Apesar dos cerca de 40 dias sem bater ponto na sede da Conmebol por causa do isolamento social, o diretor de competições de clubes da entidade, Fred Nantes, viu a demanda aumentar por alguma informação sobre os torneios que organiza.
Mesmo sem previsões concretas, o dirigente desenha cenários. Em todos os oito formatados até agora, a Libertadores termina em 21 de novembro, no Maracanã, como planejado anteriormente. A Conmebol se vê com tempo suficiente para não desistir de suas competições, mas reconhece que a pandemia traz, ainda em abril, muitas dúvidas.
Qual é a posição atual da Conmebol sobre Libertadores e Eliminatórias?
Queremos dar tranquilidade aos clubes de que vamos continuar a Libertadores e vamos terminá-la. Temos tempo para isso. Só não vamos dar prazo agora porque o tema é complexo. Temos que esperar dez países funcionarem. Avaliamos diariamente a situação. Quando acabarem as restrições, no dia seguinte vamos recomeçar. Sobre as Eliminatórias, não tem nada de dois grupos de cinco seleções. Hoje, está previsto jogar em setembro, é o que a Fifa determinou neste momento.
Então, quer dizer que o nível de confiança de vocês está alto.
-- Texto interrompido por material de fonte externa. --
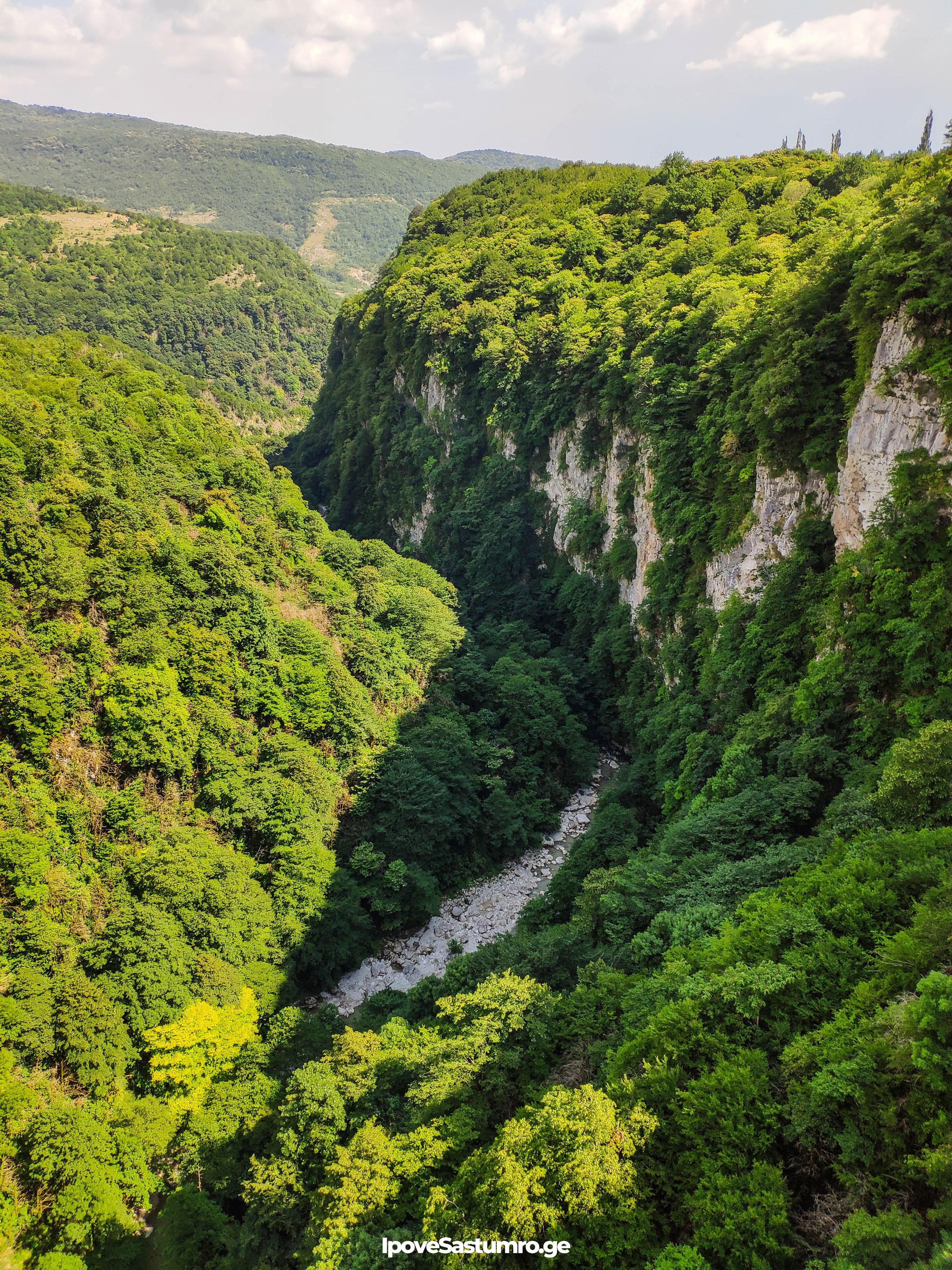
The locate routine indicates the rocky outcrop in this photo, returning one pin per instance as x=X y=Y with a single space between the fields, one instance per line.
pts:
x=884 y=425
x=474 y=917
x=648 y=540
x=895 y=414
x=778 y=503
x=568 y=481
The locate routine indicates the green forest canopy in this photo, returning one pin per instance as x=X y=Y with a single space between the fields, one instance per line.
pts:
x=256 y=185
x=240 y=314
x=242 y=747
x=739 y=1065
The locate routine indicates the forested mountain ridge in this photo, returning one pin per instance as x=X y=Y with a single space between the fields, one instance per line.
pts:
x=239 y=314
x=197 y=680
x=640 y=411
x=346 y=209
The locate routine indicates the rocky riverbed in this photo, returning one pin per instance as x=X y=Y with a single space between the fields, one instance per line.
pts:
x=474 y=917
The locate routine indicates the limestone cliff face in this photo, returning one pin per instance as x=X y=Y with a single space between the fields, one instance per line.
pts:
x=778 y=503
x=438 y=407
x=890 y=420
x=884 y=425
x=568 y=481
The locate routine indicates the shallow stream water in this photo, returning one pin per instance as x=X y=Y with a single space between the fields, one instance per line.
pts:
x=475 y=916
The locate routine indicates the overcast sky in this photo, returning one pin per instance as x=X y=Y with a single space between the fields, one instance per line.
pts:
x=629 y=80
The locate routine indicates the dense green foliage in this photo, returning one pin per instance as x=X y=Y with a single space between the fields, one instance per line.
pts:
x=239 y=313
x=240 y=748
x=733 y=1043
x=257 y=185
x=197 y=679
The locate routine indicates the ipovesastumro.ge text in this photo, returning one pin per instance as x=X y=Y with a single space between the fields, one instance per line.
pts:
x=480 y=1248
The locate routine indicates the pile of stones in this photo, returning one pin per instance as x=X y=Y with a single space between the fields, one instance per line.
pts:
x=476 y=916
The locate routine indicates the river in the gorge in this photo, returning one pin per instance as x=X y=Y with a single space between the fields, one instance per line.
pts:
x=475 y=916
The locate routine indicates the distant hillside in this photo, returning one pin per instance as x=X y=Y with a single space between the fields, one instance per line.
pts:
x=239 y=314
x=344 y=210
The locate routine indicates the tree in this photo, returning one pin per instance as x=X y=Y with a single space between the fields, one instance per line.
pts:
x=916 y=789
x=149 y=721
x=201 y=1046
x=563 y=1170
x=89 y=1178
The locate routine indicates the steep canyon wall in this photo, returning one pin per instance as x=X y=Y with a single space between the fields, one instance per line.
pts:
x=896 y=413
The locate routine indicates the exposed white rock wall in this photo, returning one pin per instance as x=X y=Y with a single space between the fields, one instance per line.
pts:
x=471 y=919
x=437 y=405
x=778 y=503
x=883 y=427
x=648 y=540
x=567 y=481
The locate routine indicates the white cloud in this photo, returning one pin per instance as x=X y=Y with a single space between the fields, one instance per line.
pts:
x=45 y=36
x=642 y=18
x=322 y=58
x=842 y=37
x=466 y=40
x=503 y=68
x=214 y=55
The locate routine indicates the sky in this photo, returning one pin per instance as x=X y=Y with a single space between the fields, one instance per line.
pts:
x=575 y=79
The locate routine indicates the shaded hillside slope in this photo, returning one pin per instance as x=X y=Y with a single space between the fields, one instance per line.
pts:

Claro. Precisamos de 10 datas para terminar a Libertadores. Dizer que não vai ocorrer é precipitado. Vale para a Sul-Americana, que precisa de oito datas. Mais simples ainda.
A data inicial da suspensão das competições era até 5 de maio. Vai esticar o prazo?
Colocamos 5 de maio para dar uma previsibilidade aos clubes, porque muitos queriam dar férias aos jogadores. Foi o que aconteceu, especialmente no Brasil. Agora, não faz mais sentido ficar dizendo que vai ser em junho, julho. Vai ser quando puder.
Portões fechados é um cenário admitido também nas competições continentais?
Vamos começar a Libertadores como pudermos. Se os países disserem que vai ser de portões fechados, vamos respeitar o que cada autoridade estiver dizendo. O importante é que os clubes possam viajar. Se dentro do país houver restrições, vamos começar como for possível. O que queremos é ter a garantia de implementação de protocolos determinados pelas autoridades sanitárias. Até porque isso varia de um país para o outro, dependendo do nível da pandemia. O cenário do Paraguai é diferente do Brasil.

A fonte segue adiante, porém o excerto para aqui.